- Country: Korea
- Current region: Jeongseon County
- Founder: Yi Yanggon [ko]
- Connected members: Yi Ŭimin

= Jeongseon Lee clan =

Korean clan from Gangwon Province

Jeongseon Lee clan (Tinh Thiện Lý thị) is a Korean clan. Their Bon-gwan is in Jeongseon County, Gangwon Province (historical). According to the research held in 2000, the number of Jeongseon Lee clan's member was 3657. The Jeongseon Lee clan claims to be of Vietnamese origin, descending from Yi Yanggon, known as Lý Dương Côn in Vietnamese.

==Claimed Origin==
According to the genealogical records of the Jeongseon Lee clan, their founder was Lý Dương Côn who was exiled to the Song dynasty and was settled in Qìng Prefecture during Emperor Huizong of Song's reign and then fled to Goryeo to avoid war with the Jin dynasty (1115–1234). Lý Dương Côn was originally born as a third son in Lý dynasty, Vietnam when Lý Nhân Tông, 5th king, ruled. He was the younger brother of Lý Thần Tông. However, he exiled himself to Song dynasty because he was involved a succession dispute. In Korean, Lý Dương Côn became known as Yi Yanggon. The son of Yi Yanggon, Yi Nan,, became a Minister of Rites, and Yanggon's grandson, Yi Muchŏng was a junior second-grade official as a senior executive in letters. The sixth generation descendent of Yi Yanggon was Yi Ŭimin, who was born of slave origin but participated in the 1170 military coup and later became the military ruler of Goryeo.

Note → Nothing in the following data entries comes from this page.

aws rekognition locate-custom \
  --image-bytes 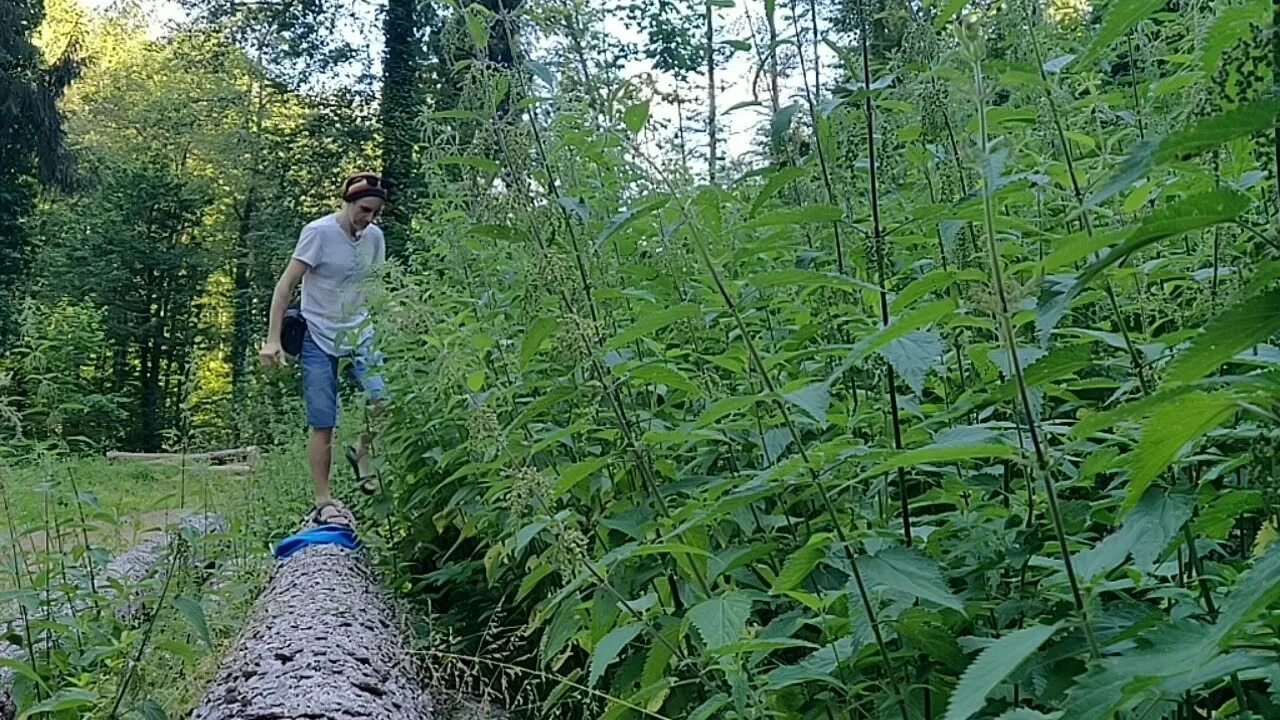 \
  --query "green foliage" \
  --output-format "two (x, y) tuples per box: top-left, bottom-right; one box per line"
(366, 3), (1280, 719)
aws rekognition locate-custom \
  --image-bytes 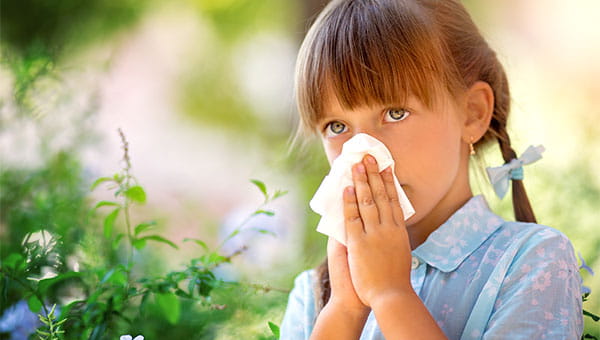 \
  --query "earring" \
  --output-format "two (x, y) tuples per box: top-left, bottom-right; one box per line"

The credibility of claim of descent from the Lý dynasty is questionable. Lý Nhân Tông was the fourth emperor not the fifth king and was recorded as having no children in the Đại Việt sử ký toàn thư, meaning neither Lý Thần Tông nor Lý Dương Côn were his sons. Lý Thần Tông was also born in 1116, meaning that Lý Dương Côn had to be born after 1116, as his younger brother. It would be near impossible for Yi Ŭimin, who took part in the 1170 military coup, to be his sixth generation descendant.